Peter Rogan will be presenting “A Unified Framework For Prioritization Of Variants Of Uncertain Significance In Hereditary Breast And Ovarian Cancer” at Variant Detection 2017 in Santiago de Compostela Spain on June 5, 2017.
Coauthors are Eliseos Mucaki1, Natasha Caminsky1, Ruipeng Lu1, Joan Knoll1,2 and Peter Rogan1,2. 1University of Western Ontario, 2CytoGnomix Inc.
Purpose: A significant proportion of HBOC patients receive uninformative genetic testing results, an issue exacerbated by the overwhelming quantity of variants of uncertain significance identified. We apply information theory (IT) to predict and analyze non-coding variants of uncertain significance (VUS) in regulatory, coding, and intronic regions based on changes in binding sites in these genes. This provides a unifying framework where, aside from protein coding changes, pathogenic variants occurring within sequence elements can be prioritized based 19 on their recognition by proteins involved in mRNA splicing, transcription, and untranslated region binding and structure. To support the utilization of IT analysis, we established IT-based variant interpretation accuracy by performing a comprehensive review of mutations altering mRNA splicing in rare and common diseases1.
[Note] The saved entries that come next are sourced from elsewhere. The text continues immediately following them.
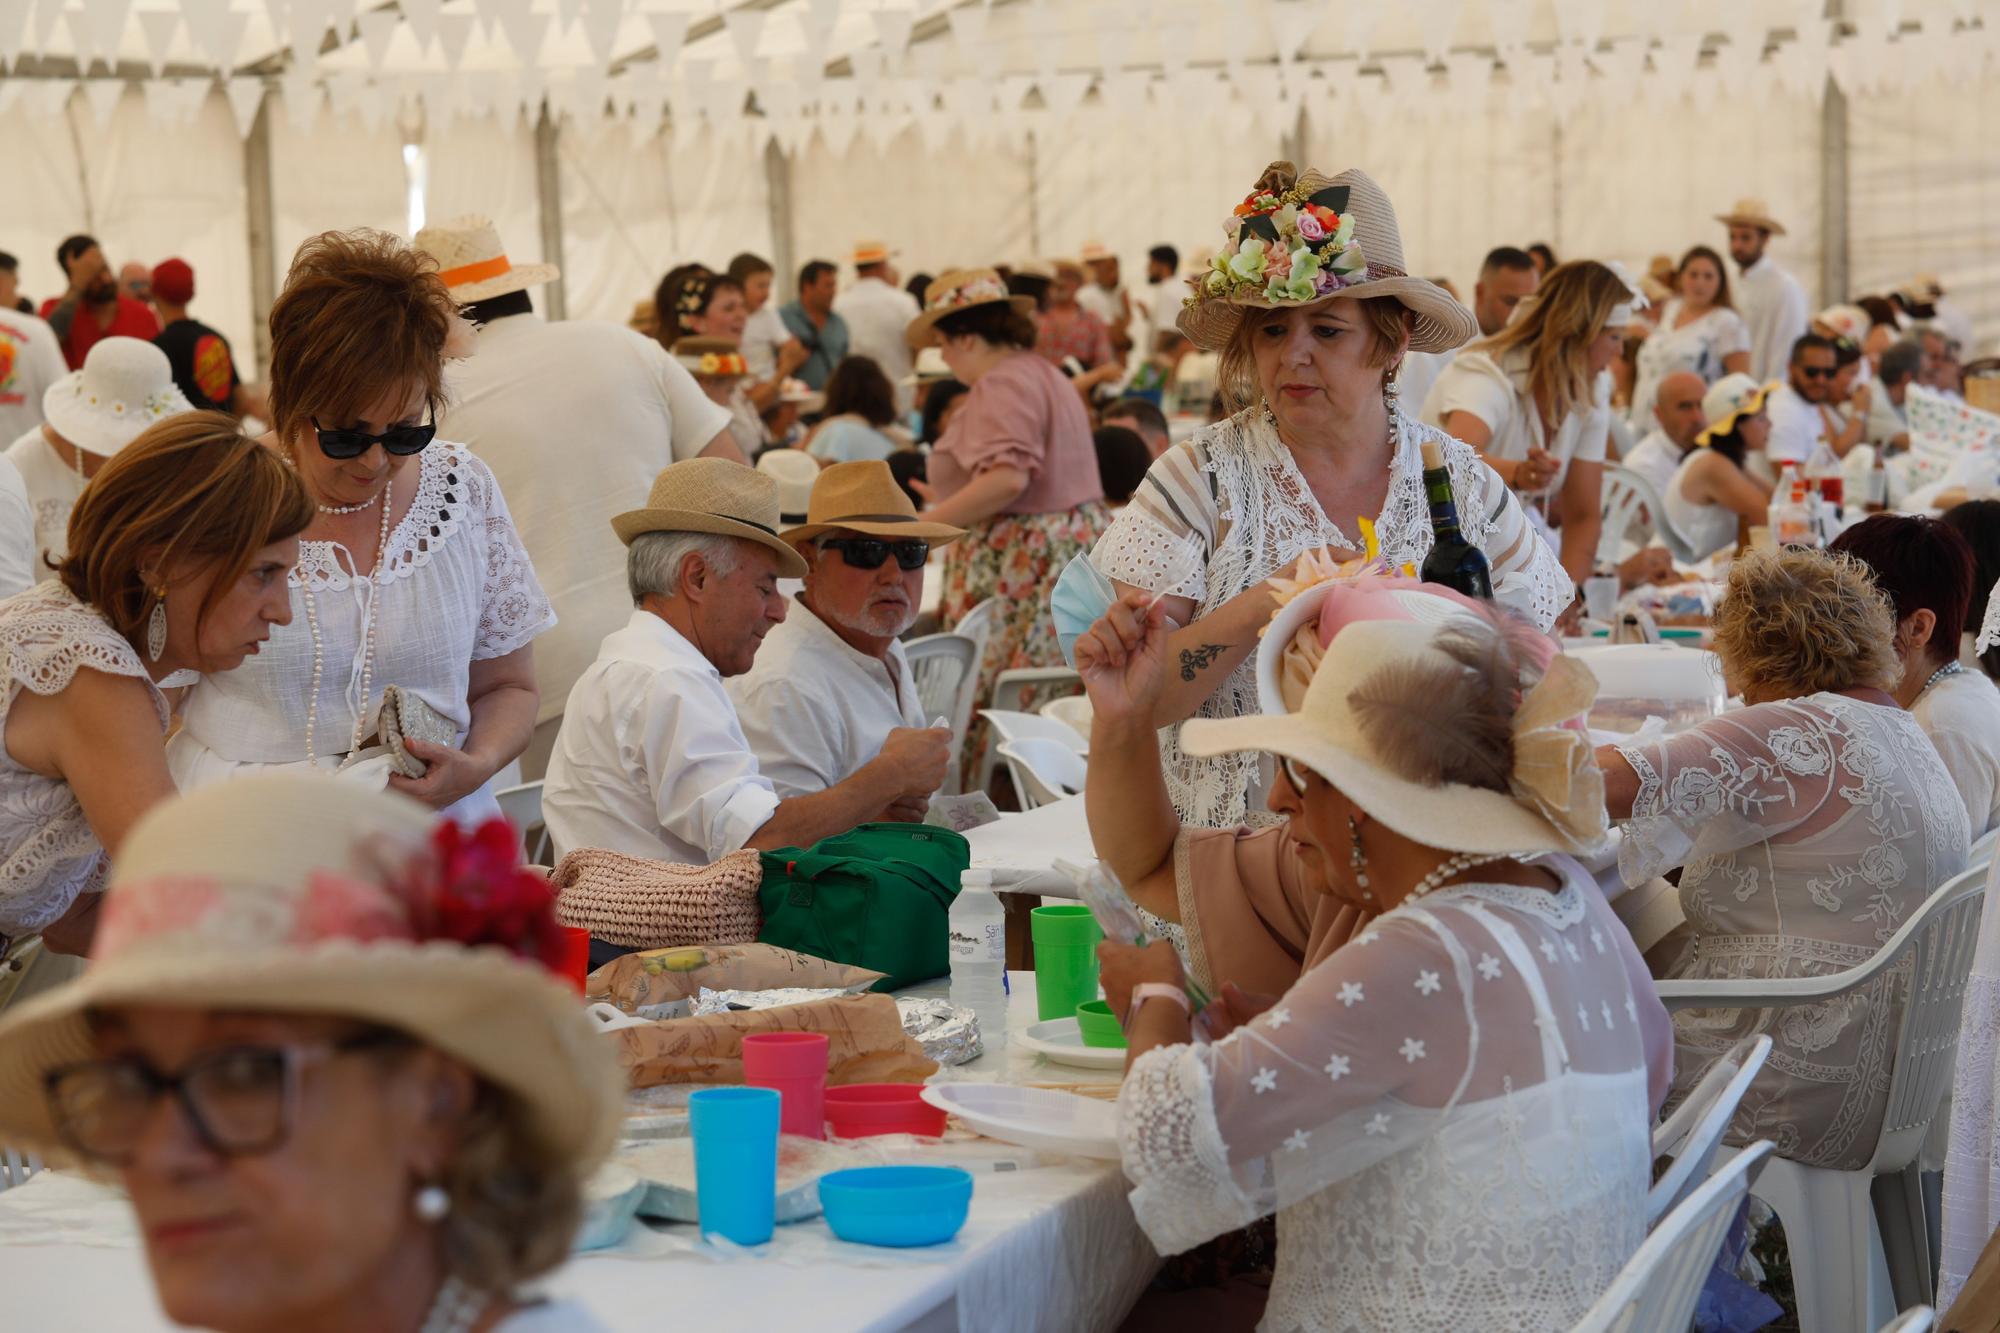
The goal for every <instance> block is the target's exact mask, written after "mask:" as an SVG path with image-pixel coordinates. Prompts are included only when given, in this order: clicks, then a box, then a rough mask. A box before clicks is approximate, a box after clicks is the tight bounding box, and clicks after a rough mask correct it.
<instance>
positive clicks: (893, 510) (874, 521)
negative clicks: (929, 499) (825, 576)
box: [784, 458, 966, 546]
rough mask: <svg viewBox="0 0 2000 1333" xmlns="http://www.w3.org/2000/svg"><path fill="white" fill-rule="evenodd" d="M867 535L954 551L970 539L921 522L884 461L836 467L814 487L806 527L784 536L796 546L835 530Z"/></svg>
mask: <svg viewBox="0 0 2000 1333" xmlns="http://www.w3.org/2000/svg"><path fill="white" fill-rule="evenodd" d="M836 528H840V530H844V532H864V534H868V536H892V538H910V540H920V542H930V544H932V546H948V544H952V542H956V540H958V538H960V536H964V534H966V532H964V528H952V526H946V524H942V522H924V520H922V518H918V516H916V506H914V504H910V496H906V494H904V492H902V486H898V484H896V474H894V472H890V470H888V464H886V462H882V460H880V458H866V460H862V462H836V464H834V466H830V468H826V470H824V472H820V480H816V482H812V502H810V504H808V506H806V522H802V524H798V526H796V528H792V530H790V532H786V534H784V540H788V542H792V544H794V546H798V544H804V542H810V540H812V538H814V536H822V534H824V532H832V530H836Z"/></svg>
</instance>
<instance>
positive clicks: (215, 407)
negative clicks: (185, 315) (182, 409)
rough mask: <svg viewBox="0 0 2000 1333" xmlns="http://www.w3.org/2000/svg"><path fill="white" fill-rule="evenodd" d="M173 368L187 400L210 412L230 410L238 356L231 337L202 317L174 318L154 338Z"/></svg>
mask: <svg viewBox="0 0 2000 1333" xmlns="http://www.w3.org/2000/svg"><path fill="white" fill-rule="evenodd" d="M152 344H154V346H156V348H160V350H162V352H166V362H168V364H170V366H172V368H174V384H178V386H180V392H184V394H188V402H192V404H194V406H196V408H206V410H210V412H228V410H230V400H232V398H234V396H236V386H238V384H240V382H242V380H238V378H236V358H234V356H232V354H230V340H228V338H224V336H222V334H218V332H216V330H214V328H210V326H208V324H202V322H200V320H174V322H172V324H168V326H166V328H162V330H160V336H158V338H154V340H152Z"/></svg>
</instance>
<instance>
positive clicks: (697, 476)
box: [612, 458, 806, 578]
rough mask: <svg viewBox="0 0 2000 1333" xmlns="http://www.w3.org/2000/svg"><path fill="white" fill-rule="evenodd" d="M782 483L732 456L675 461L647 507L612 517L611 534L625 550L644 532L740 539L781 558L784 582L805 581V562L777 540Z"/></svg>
mask: <svg viewBox="0 0 2000 1333" xmlns="http://www.w3.org/2000/svg"><path fill="white" fill-rule="evenodd" d="M782 518H784V514H782V512H780V508H778V482H774V480H772V478H770V476H766V474H764V472H758V470H756V468H752V466H744V464H742V462H732V460H728V458H688V460H686V462H674V464H670V466H668V468H666V470H664V472H660V474H658V476H656V478H654V482H652V494H650V496H646V508H634V510H628V512H624V514H618V516H616V518H612V532H616V534H618V540H622V542H624V544H626V546H630V544H632V538H634V536H644V534H646V532H714V534H716V536H740V538H744V540H746V542H756V544H758V546H764V548H766V550H772V552H776V556H778V576H780V578H804V576H806V562H804V560H802V558H800V556H798V552H796V550H792V548H790V546H786V544H784V542H782V540H778V522H780V520H782Z"/></svg>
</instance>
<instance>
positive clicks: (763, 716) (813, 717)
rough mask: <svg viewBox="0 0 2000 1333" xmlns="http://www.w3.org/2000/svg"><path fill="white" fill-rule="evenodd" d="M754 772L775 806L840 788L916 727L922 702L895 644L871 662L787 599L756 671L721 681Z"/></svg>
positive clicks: (801, 608) (802, 607)
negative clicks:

Methods: We captured and enriched for coding and non-coding variants in genes known or suspected to increase HBOC risk. Custom oligonucleotide baits spanning the complete coding, non-coding, and intergenic regions 10 kb up- and downstream of ATM, BRCA1, BRCA2, CDH1, CHEK2, PALB2, TP53, ATM, BARD1, BRCA1, BRCA2, CDH1, CHEK2, EPCAM, MLH1, MRE11A, MSH2, MSH6, MUTYH, NBN, PALB2, PMS2, PTEN, RAD51B, STK11, TP53, and XRCC2 were synthesized for solution hybridization enrichment. Aside from protein coding and copy number changes, IT-based sequence analysis was used to identify and prioritize pathogenic non-coding variants that occurred within sequence elements predicted to be recognized by proteins or protein complexes involved in mRNA splicing, transcription, and untranslated region (UTR) binding and structure. Mutation-associated affinity changes were computed in transcription factor (TFBSs)2, splicing regulatory (SRBSs)3, and RNA-binding protein (RBBSs)4 binding sites following mutation. This approach was supplemented by in silico and laboratory analysis of UTR structure.
Results: Unique and divergent repetitive sequences were sequenced in 379 high-risk, patients without identified mutations in BRCA1/2. We identified 47,501 unique variants and we prioritized 429 variants. The methods were first applied in 7 complete genes (ATM, BRCA1, BRCA2, CDH1, CHEK2, PALB2, TP53) in 102 anonymized individuals (15,311 variants)4, then validated in 287 patients in an ethics board approved study (38,372 variants)5. In the validation study, we prioritized variants affecting the strengths of 10 splice sites (4 natural, 6 cryptic), 148 SRBS, 36 TFBS, and 31 RBBS. Three variants were also prioritized based on their predicted effects on mRNA secondary (2°) structure, and 17 for pseudoexon activation. Additionally, 4 frameshift, 2 in-frame deletions, and 5 stopgain mutations were identified. Multifactorial cosegregation analysis further reduced the set of candidate pathogenic variants in some families.
Conclusion: Complete gene sequence analysis followed by a unified framework can be used to interpret non-coding variants that may affect gene expression. When combined with pedigree information, complete gene sequence analysis can distill large numbers of VUS among a wide spectrum of functional mutation types to a limited set of variants for downstream functional and co-segregation analysis. References: 1Caminsky et al. F1000Res 3:282, 2015; 2Lu et al. Nucleic Acids Res. doi: 10.1093/nar/gkw1036, 2016; 3Mucaki et al. Hum. Mut. 34:557-565. 2013; 4Mucaki et al. BMC Med Genomics. 9:19, 2016; 5Caminsky et al. Hum. Mut. 37:640-52, 2016.